Let the Buyer Beware reaches all the way back to these early days, starting in 1948 when Bruce went on Arthur Godfrey’s Talent Scouts with a prescient bit, “The Bavarian Mimic.” It starts with some tired impressions of Jimmy Cagney, Bette Davis, and Peter Lorre–you roll your eyes at how painfully obvious they are–but Bruce then spins the joke by imitating a Bavarian mimic he claims he saw during the war, doing a hilarious gibberish caricature of a hack impressionist. As the movie-star voices cut through the layer of accented quasi-German, Bruce perfectly captures the tone and rhythm of stand-up shtick at the time. Even at 23 he was announcing the major themes of his career. “The Bavarian Mimic” is comedy about comedy–it hips the audience, makes them step back to see how lame that kind of act is. Though he hadn’t invented this concept it set him apart from his buds at Hanson’s, who were doing the sort of material Bruce was sending up.
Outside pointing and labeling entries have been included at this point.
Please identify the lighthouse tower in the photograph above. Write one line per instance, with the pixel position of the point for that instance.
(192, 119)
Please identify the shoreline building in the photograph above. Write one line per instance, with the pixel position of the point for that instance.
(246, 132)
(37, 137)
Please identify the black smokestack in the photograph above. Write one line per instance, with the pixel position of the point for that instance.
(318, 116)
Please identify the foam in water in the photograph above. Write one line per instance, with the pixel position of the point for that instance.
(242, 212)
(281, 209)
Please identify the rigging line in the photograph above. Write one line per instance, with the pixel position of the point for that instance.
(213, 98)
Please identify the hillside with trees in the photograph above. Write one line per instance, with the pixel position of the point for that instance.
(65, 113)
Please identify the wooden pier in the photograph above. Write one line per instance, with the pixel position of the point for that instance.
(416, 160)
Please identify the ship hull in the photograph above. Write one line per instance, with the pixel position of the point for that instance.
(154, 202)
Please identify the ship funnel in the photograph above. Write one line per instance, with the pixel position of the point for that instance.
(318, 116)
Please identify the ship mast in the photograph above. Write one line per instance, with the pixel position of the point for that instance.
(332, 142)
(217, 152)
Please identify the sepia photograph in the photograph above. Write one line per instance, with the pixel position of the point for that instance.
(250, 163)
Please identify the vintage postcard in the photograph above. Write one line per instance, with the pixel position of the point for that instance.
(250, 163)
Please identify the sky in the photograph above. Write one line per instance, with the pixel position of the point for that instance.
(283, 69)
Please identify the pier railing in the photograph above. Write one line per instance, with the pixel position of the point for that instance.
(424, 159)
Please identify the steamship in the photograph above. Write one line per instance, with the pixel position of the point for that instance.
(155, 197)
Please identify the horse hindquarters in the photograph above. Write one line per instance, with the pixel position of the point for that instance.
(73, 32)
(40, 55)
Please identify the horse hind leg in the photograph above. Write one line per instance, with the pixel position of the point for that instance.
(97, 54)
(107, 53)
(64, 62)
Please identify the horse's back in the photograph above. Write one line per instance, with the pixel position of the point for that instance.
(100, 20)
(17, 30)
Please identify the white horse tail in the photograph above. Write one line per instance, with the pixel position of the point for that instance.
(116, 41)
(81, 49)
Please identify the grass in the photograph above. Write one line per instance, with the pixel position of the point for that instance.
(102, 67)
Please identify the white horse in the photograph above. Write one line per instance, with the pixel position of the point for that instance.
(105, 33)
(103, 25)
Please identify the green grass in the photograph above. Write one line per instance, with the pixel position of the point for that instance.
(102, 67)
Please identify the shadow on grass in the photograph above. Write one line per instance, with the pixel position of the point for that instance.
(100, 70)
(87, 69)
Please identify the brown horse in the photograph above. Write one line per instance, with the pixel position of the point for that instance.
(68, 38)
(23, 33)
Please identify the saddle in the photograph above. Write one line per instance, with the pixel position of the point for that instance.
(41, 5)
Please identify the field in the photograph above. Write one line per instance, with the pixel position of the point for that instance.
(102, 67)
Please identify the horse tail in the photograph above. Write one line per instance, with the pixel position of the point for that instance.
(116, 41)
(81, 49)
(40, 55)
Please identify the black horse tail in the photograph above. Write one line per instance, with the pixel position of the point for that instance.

In the early 60s, Bruce’s act and the law began feeding on one another. “Pretty Bizarre Show,” in which he used the word “cocksucker,” got him arrested in San Francisco in 1961. Subsequent routines like “To Is a Preposition; Come Is a Verb” and “If Your Body Is Dirty, the Fault Lies With the Manufacturer” added to his rep as a filthy comic. He milked his notoriety, making more than $100,000 a year from his albums, television appearances, and club dates. He played Carnegie Hall in 1961. Predictably, the squares came down on him: Winchell called him “America’s number one vomic.” But hipster critics also saw a facileness in the way he attracted legal trouble and then made it part of his act. Woody Allen signed petitions supporting Bruce’s First Amendment rights, but as to his comedic gifts he later wrote that Bruce was “decent, but not great. I think that many middle-class people and squares followed him very avidly because he was–at a time when it was forbidden–talking dirty, and clearly on dope. And a huge amount of his audience were straight middle-class people who thought they were doing something wicked, that they were suddenly ‘in the know,’ that they were suddenly hip or rebellious. . . . I found him talented but pretentious.”

In 1964 Bruce was appealing one of his cases in New York before Thurgood Marshall, who would later become the first black justice on the Supreme Court. In a rather dense moment of hubris, he compared his plight to that of a “nigger in Alabama who wants to use a toilet.”

Because it tracks his decline, the set’s sixth and final disc highlights some painful moments; listening to Bruce parse legal points on the phone with his lawyers is to hear a drowning man gasp for air. On “My Name Is Adolph Eichmann,” recorded in 1962, he resurrects that Bavarian accent to play the Nazi war criminal, demanding that his accusers justify Hiroshima if he has to answer for the Holocaust. It’s not funny. It’s oversimplified satire, an attempt to wallop the audience with ugly irony.